Hopefully it's latex paint, that comes off easier.

It will take care of the cement too. Only downside to that is when you see how clean that part is, you'll end up doing all of it. BTDT /ubbthreads/images/graemlins/smile.gif

An alternative is careful scrubbing with a Brillo or SOS pad.


----------



## bigmikey (Oct 18, 2003)

sounds good, I will try it..


----------



## LitFuse (Oct 18, 2003)

The first thing I would try is soap and water (hot if possible) with a stiff bristled brush. If it is latex paint, this will likely be all you need to use to get it off... the sooner the better though.


Peter


----------



## MenaceSQL (Oct 18, 2003)

OT- Here in Georgia, we have that "Georgia red clay." Once that clay contacts your tires, pretty much all you can do is wait a couple of weeks until the red color from the clay fades out. Sucks!!! But when I'm mudding in my truck, well that's a different story. /ubbthreads/images/graemlins/grin.gif

Thanks for the tip Bill. Might need it later on since every once in a while, it always seems that someone loses a bucket of paint on the roads here.


----------



## bigmikey (Oct 18, 2003)

I looked for some sos pads, or brillo, but we dont have any, I do have a heavy duty brush, soap and hot water, I will try that, thanks, again..


----------



## Bill.H (Oct 18, 2003)

[ QUOTE ]
*bigmikey said:*
I looked for some sos pads, or brillo, but we dont have any, I do have a heavy duty brush, soap and hot water, I will try that, thanks, again.. 

[/ QUOTE ]

When all else fails, that will remove anything from anything - the tricky part is not having your arm fall off first /ubbthreads/images/graemlins/grin.gif 


Menace, FWIW: My PW is a Karcher that maxes out at 1300 PSI, I can't hurt the Goodrich All Terrain T/A tires on my truck with it at all. It _will_ strip the paint and primer from siding and etch pine (oops!) /ubbthreads/images/graemlins/smile.gif. Can cut cedar very deep. Be careful of rubber valve stems - hasn't happened to me but I've heard of them being cut with a PW.


----------



## Flashlightboy (Oct 19, 2003)

You can try #0000 steel wool which is very slightly abrasive. I would also try it using an orange or lemon oil solvent. You can buy it in most any store.
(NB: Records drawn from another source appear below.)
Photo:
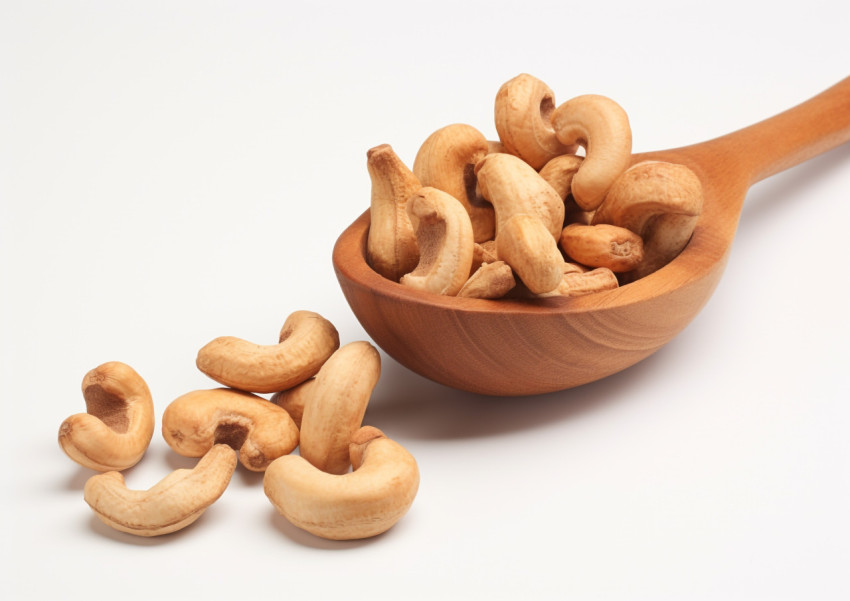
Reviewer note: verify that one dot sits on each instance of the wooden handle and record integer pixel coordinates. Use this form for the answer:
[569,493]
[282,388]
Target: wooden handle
[787,139]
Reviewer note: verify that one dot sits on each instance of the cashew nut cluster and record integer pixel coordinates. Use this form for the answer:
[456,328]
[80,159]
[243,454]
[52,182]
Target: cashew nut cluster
[556,188]
[321,400]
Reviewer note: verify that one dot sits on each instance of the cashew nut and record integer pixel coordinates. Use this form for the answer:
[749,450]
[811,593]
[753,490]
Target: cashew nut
[173,503]
[661,202]
[444,234]
[260,430]
[524,243]
[514,187]
[602,127]
[524,107]
[602,245]
[363,503]
[391,247]
[337,404]
[491,280]
[293,400]
[446,161]
[306,340]
[117,428]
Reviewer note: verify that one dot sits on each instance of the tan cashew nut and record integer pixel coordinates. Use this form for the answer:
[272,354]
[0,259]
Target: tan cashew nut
[337,404]
[306,341]
[119,425]
[446,161]
[363,503]
[602,127]
[444,234]
[514,187]
[524,243]
[173,503]
[661,202]
[260,430]
[602,245]
[391,247]
[524,107]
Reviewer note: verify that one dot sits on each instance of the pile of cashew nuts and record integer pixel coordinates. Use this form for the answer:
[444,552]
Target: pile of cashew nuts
[349,481]
[526,216]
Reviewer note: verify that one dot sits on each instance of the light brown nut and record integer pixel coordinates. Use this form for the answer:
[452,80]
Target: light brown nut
[337,404]
[360,504]
[172,504]
[588,282]
[260,430]
[524,243]
[491,280]
[117,428]
[391,248]
[661,202]
[524,107]
[444,234]
[306,341]
[485,252]
[602,127]
[446,161]
[514,187]
[602,245]
[293,400]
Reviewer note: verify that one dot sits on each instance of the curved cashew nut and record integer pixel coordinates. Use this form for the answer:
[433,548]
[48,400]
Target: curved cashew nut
[444,234]
[391,247]
[116,431]
[446,161]
[306,341]
[337,404]
[524,107]
[260,430]
[173,503]
[514,187]
[661,202]
[602,127]
[524,243]
[363,503]
[602,245]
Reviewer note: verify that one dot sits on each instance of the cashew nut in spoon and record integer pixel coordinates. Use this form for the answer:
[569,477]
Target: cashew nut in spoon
[602,127]
[524,107]
[260,430]
[359,504]
[173,503]
[446,161]
[118,426]
[306,340]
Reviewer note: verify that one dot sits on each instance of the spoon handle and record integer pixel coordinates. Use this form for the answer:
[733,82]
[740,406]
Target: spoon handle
[784,140]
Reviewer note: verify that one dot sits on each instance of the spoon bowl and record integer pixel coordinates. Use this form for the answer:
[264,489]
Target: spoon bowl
[522,347]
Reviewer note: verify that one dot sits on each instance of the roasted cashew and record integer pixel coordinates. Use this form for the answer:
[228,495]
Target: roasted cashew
[118,427]
[260,430]
[524,107]
[446,161]
[602,245]
[524,243]
[306,340]
[602,127]
[661,202]
[173,503]
[444,234]
[514,187]
[391,248]
[363,503]
[337,404]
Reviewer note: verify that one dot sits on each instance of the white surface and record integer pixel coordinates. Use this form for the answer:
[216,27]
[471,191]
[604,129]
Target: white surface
[172,172]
If that doesn't work I might move up to something like a tree or sap remover with a stiff brush.

Best of luck with your sister and the little devils...


----------



## whiskypapa3 (Oct 19, 2003)

If it has set you may have a problem. You may have to ((have your brother-in-law)) reverse the tires on the wheels.

Back in the Nixon years a kid that worked for me was driving his VW back and forth thorogh a puddle of paint and across a canvas (please don't ask) to make a wall hanging. The paint was still in the treads and on the edge of the tire a year later.

Good luck...


----------



## LEDmodMan (Oct 20, 2003)

Burnout!!! /ubbthreads/images/graemlins/wink.gif


----------